Cuando el viento mecía la persiana de la habitación azul del pequeño Elliot, el sonido que producía parecía algo más que un suceso anecdótico. Al chico le parecía una advertencia. No era la primera madrugada que suplicaba bajo las sábanas. Y mientras rezaba los versos que alguna vez había escuchado cantar a su abuela en misa, algo le acariciaba los pies por encima de la colcha.
—¡No, por favor! —suplicó el pequeño, roto en lágrimas.
La luz se encendió y se apagó seguidamente durante algunos segundos. Luego escuchó unos pasos y la puerta de su habitación abriéndose. Cerró los ojos y deseó con todas sus fuerzas que la noche acabase cuanto antes, y como si algo pudiese leerle la mente, sintió pisadas acercándose de nuevo hasta su lecho. Su cama se movió lateralmente, como si intentasen levantarla. Luego las sábanas se deslizaron con fuerza hasta quedar a la altura de sus tobillos. Entonces, le pareció escuchar voces de niños; dulces voces que le invitaban jugar. No podía moverse por más que lo intentaba.
Elliot se tapó la cabeza con la almohada, apretándola tanto como pudo. Gritó, pero su voz parecía producirse sólo en su interior.
—¡Todo irá bien! —le dijo una voz que no conocía.
Un nudo en la garganta le impedía dar respuesta alguna. Algo le sujetó los brazos con fuerza. Contó tres manos, quizás cinco. Luego las luces encendidas cegándole por completo. Ahora no podía incorporarse, un peso enorme le empujaba como la misma gravedad. Sintió un pinchazo en el muslo, y con él un fogonazo recorriéndole la carne. Las voces infantiles volvieron a alzarse por encima del resto de los estímulos. Le pedían jugar al escondite, y a la vez reían como burlándose de lo que le estaba pasando. Vio sombras y rostros sin ojos, azabaches como la madrugada.

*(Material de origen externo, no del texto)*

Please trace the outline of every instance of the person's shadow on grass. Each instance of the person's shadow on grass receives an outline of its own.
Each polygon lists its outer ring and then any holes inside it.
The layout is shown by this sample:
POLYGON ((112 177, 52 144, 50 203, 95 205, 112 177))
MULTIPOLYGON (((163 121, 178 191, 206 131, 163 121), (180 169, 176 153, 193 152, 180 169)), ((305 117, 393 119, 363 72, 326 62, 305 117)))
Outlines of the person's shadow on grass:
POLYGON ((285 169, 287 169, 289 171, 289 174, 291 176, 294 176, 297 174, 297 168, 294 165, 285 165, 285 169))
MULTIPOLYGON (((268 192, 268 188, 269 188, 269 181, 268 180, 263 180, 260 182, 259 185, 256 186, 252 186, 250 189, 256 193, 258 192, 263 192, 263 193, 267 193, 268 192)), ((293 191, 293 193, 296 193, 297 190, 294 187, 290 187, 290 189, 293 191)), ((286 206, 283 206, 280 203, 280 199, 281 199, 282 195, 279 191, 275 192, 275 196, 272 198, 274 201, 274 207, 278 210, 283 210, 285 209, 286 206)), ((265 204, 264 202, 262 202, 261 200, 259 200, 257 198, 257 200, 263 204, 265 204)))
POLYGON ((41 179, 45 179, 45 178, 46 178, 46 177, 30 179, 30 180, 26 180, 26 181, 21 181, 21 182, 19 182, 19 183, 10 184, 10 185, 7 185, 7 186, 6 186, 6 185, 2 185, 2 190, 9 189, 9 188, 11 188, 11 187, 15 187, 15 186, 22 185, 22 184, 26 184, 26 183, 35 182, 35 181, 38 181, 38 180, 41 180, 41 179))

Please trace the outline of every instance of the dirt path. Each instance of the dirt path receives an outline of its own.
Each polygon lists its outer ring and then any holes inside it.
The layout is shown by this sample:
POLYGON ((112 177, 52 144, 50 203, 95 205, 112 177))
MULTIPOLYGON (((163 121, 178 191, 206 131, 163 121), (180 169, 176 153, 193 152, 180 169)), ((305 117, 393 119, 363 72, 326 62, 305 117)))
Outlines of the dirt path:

Elliot se mareó, y el techo de su habitación roja dio vueltas. Ya no tenía manos sobre su cuerpo, ni voces pronunciando su nombre. Las luces continuaron apagadas mientras los ojos del pequeño se perdieron en el vidrio de la ventana. El fuego que recorría su cuerpo le trajo un sabor amargo, pero las lágrimas cesaron. El viento dejó de soplar, y las sábanas volvieron para abrazarle.
En su habitación blanca, el pequeño Elliot duerme inducido por los fármacos. La luna se asoma por el ventanal para despedirse. El paciente ahora descansa.